SEC to Firms: Honour Unclaimed Dividend Demands
The Securities and Exchange Commission has directed all public companies and registrars to stop treating unclaimed dividends older than 12 years as “statute-barred”—especially those dating from before the enactment of the Finance Act 2020.
The SEC said the directive reaffirms the provisions of Section 60 of the Finance Act, which mandates that dividends unclaimed for over six years be transferred to the Unclaimed Funds Trust Fund (UFTF), where they remain accessible to shareholders pending claims.
The commission stated that shareholders are entitled to continue to claim their dividends that are not statute barred (that is not above 12 years) before December 31, 2020 “when the Finance Act 2020 came into effect.”

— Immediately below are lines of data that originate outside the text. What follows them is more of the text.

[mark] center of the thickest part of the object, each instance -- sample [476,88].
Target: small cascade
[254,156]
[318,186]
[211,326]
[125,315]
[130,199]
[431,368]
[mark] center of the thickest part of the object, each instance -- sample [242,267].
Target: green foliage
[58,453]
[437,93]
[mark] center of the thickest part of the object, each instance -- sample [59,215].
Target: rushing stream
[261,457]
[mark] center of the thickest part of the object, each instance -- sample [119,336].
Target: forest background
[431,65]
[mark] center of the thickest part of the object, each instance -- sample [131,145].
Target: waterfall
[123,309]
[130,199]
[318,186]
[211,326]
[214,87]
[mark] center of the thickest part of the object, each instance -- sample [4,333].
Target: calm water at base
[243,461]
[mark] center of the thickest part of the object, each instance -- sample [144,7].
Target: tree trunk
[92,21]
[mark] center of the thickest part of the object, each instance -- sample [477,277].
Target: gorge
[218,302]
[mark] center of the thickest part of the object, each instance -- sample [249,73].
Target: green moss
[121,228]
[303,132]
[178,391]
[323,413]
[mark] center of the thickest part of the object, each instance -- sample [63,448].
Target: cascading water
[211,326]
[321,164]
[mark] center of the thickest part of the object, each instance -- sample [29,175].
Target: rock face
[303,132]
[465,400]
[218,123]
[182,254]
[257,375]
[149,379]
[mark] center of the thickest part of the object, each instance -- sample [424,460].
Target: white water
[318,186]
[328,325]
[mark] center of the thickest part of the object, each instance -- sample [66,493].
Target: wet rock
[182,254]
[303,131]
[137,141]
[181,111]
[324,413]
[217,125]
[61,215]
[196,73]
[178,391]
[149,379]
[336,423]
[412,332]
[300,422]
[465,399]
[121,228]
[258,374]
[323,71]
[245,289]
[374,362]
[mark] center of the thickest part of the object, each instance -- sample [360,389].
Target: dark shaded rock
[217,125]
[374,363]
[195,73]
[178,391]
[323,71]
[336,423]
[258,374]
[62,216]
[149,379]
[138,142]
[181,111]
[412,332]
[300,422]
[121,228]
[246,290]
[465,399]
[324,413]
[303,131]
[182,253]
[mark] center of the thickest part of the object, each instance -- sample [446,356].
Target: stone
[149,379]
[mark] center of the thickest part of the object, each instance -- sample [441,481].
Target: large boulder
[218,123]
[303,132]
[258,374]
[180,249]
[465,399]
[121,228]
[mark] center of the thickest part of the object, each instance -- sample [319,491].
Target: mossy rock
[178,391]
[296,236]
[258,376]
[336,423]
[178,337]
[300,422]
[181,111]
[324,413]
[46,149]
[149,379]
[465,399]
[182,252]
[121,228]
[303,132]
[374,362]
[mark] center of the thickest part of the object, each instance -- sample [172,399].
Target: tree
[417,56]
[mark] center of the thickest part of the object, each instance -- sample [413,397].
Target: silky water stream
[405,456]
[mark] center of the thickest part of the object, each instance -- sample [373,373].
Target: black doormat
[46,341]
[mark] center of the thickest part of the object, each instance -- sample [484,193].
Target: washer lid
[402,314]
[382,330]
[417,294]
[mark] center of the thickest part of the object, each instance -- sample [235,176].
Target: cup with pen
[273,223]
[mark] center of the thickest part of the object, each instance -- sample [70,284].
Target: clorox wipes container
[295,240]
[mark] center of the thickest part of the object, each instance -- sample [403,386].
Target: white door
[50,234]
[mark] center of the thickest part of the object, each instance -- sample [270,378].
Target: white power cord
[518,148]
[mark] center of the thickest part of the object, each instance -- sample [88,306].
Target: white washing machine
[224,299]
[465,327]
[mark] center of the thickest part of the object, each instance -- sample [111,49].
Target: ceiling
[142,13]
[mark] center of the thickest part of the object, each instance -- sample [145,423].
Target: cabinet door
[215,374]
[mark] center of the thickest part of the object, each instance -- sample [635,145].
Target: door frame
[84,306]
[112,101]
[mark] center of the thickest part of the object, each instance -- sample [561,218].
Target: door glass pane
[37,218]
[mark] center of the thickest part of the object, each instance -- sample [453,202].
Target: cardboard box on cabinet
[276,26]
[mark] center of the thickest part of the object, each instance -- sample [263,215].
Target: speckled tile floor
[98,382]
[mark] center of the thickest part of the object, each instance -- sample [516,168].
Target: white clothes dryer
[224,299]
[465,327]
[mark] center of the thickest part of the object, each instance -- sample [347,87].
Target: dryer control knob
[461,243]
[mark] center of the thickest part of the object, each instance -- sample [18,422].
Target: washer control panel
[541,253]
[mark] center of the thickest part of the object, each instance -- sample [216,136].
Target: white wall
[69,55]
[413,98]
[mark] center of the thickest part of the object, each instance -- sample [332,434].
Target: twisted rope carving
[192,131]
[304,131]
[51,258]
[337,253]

In a circular, the SEC said, “The attention of the Securities and Exchange Commission has been drawn to the fact that paying companies and their registrars have continued to treat unclaimed dividends of public companies that are older than 12 years as being “statute-barred” without recourse to the provisions of the Finance Act 2020.
“In response to various inquiries on the subject, the commission hereby clarifies as follows: The import of the provisions of Section 60 of the Finance Act 2020 (December 31, 2020), is that, where dividends declared by a public company quoted on the Nigerian Exchange Limited remained unclaimed for a period of six years or more, such dividends are expected to be transferred to the Unclaimed Funds Trust Fund (UFTF) to be held in trust and managed pending when the shareholder presents a claim for such unclaimed dividends.”
The commission therefore directed public companies and registrars to effect immediate compliance with the directive and submit periodic reports on same in the manner prescribed in the commission’s rules and regulations.